# Carry holster options



## TravlITMan (Sep 6, 2013)

Hello all, and thanks for the site.

I have a couple questions and though I am sure that they have been discussed somewhere, being new to the site and new to guns in general, I know the answers to my questions might be staring me right in the face - but I might not recognize them. For that reason I really like that you have a sub-forum for newbs to post questions. Thanks again.

My questions preamble...

I have thought recently about going for a carry permit. People say I should get a smaller gun for carry, but my Glock17 - speaking ergonomically - feels good in my hand. Today, I have been walking around the house with gym shorts switching to track pants.
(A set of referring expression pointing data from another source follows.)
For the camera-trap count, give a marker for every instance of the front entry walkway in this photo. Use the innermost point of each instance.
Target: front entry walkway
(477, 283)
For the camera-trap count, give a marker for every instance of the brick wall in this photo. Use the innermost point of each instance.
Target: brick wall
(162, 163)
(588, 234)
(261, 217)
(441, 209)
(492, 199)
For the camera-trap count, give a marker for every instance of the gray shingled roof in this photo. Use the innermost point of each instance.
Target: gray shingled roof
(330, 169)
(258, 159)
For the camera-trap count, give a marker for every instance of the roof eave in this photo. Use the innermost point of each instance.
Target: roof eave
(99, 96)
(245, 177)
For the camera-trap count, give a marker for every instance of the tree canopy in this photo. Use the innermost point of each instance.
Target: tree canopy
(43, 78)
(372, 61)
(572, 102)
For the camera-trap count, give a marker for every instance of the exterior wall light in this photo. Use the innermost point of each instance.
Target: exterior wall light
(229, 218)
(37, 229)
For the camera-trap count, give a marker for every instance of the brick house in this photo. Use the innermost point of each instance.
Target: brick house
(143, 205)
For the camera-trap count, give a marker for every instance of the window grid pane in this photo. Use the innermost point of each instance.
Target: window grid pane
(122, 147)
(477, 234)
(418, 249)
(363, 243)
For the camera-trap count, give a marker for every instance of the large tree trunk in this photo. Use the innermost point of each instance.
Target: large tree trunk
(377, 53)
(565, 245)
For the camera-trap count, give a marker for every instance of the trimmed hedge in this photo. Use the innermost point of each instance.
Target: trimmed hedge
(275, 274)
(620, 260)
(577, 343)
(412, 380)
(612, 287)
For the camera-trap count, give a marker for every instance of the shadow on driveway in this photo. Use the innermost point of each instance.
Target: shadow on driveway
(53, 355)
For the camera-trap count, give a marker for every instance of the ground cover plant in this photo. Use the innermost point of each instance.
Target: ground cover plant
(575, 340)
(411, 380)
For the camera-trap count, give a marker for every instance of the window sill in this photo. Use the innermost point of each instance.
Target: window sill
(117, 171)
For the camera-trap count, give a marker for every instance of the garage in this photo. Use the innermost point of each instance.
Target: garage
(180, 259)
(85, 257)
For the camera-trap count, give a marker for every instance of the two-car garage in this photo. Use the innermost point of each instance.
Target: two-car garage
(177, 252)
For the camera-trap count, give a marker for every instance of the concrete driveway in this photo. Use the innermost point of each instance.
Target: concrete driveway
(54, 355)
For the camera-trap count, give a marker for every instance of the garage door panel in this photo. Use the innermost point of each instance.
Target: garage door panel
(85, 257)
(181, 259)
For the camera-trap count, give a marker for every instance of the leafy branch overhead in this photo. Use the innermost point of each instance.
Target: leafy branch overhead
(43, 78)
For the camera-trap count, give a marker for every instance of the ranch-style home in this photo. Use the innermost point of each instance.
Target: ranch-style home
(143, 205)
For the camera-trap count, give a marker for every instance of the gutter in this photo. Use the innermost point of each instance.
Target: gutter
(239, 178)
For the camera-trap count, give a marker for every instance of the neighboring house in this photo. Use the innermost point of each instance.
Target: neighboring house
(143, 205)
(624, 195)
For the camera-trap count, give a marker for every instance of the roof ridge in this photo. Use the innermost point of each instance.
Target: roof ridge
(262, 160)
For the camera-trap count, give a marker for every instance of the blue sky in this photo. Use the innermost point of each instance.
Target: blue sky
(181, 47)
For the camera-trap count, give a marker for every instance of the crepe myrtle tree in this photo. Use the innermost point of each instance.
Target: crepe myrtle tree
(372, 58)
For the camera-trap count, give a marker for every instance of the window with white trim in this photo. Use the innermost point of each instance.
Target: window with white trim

This is what I wear on a normal day. (OK, I'm a bum.) Over top my T-shirt, I usually wear a unbuttoned baseball jersey.

A shoulder holster would seem right to me, but I know that as the wind flops my unbuttoned shirt open, either the gun or the straps would be exposed.

However, while walking around the house today, I stuffed the unloaded gun into the waist band (back) of my shorts/pants - TV style - with the entire gun sitting over my left cheek; butt of the gun sticking out of the band and easily accessible by my left hand.

I lay on the floor, I sat in my office chair, I even climbed into two of my cars to see how it felt in those positions. Each felt almost unnoticeable. So it would seem that a belt holster of some kind would be the right choice if it were not for these issues:

Gym shorts and track pants do not have a strong 'belt.' There is a good chance for the gun to either fall out of the band or to flop inside - out and expose itself from under the t-shirt - or covering jersey.

In a similar vein, the Glock is not light-weight. If I jostle or jump around, I think again the chances - even if I were wearing a real belt - of it falling free are good.

My Questions...

So, the question is, IS THERE A HYBRID HOLSTER available that would be waist back carried, but with some kind of shoulder strap to keep it secure?

Also, in addition to my SUVs that I could climb into with the gun on my back, I also own a couple small sports cars for which I know I would not be comfortable on longer trips unless I removed the gun first and secured it (one is convertible). In this situation, I would worry now that the gun will be exposed while removing it from the belt and securing it in the car. What do you experienced people do about this?

Again, thanks in advance. Hope that wasn't to windy.

Edited to correct spelling.


----------



## Steve M1911A1 (Feb 6, 2008)

*General Comment:*
_Always wear a holster_. Shoving a pistol into your waistband looks cool, but it will lead to personal disaster.

*Shoulder Holsters:*
The draw from a shoulder holster involves a lot of wasted motion, and (normally) the use of both hands. One-hand reholstering is impossible. For those reasons, I think that the shoulder holster is to be avoided, unless there are no other options.

*Gym Shorts and Track Pants:*
Many people suggest the use of a T-shirt with a built-in holster, over which you wear a covering garment. The major problem has to do with the requirement that the fabric or elastic holster fit many different guns, and thus it fits no gun properly. The most effective, quickest presentation, with no wasted motion or possible fumble, requires a properly fitted holster. Thus, I suggest that the T-shirt holster is not the best possible choice.
Then, there is the belly-band holster, which is a wide elastic strap which wraps around your belly or hips, and which incorporates a holster. But see my short discussion of T-shirt fabric holsters, above, to understand the drawbacks of the belly band's built-in holster.
The so-called "fanny pack,"" never worn on one's "fanny," is a much better solution to the problem. However, presentation from a fanny pack is slow, and needs to be extensively, repetitively practiced. Also, most people who know anything about guns, including police and bad guys, know that a fanny pack probably is carrying a pistol.
My wife and I have found, after extensive testing, that the Smartcarry (and devices like it), an open-topped pouch worn on the hips but _inside the pants or shorts_, is the best solution of all. Access is quite quick, with practice, and the holster device is completely invisible. The Smartcarry comes in sizes to fit several different classes of guns, and the pouch can be stuffed selectively to adjust the fit from there. But it works best only with elastic-waistband pants or shorts.

*Holsters:*
Any good pistol deserves an equally good holster. Every good holster deserves an equally good, stiff belt to support it.
Wear your gun and its holster no further around than "Four O'Clock" (with your pants fly being "Twelve O'Clock")-or, if you're left-handed, no further around than "Eight O'Clock." Small-of-back (SOB) holsters are uncomfortable over the long term, and, if you fall onto your gun, you stand the chance of serious spine injury.

*Your Answer:*
I suggest that the answer to your question is "No."
There are clip-on hybrid holsters, but I believe none of them to be any good-especially without the support of a stiff belt. None that I know of is secured by any sort of shoulder strap, because such a system wouldn't work.


----------



## TravlITMan (Sep 6, 2013)

Steve M1911A1 said:


> *Your Answer:*
> I suggest that the answer to your question is "No."
> There are clip-on hybrid holsters, but I believe none of them to be any good-especially without the support of a stiff belt. None that I know of is secured by any sort of shoulder strap, because such a system wouldn't work.


Thanks, that is pretty much what I thought.


----------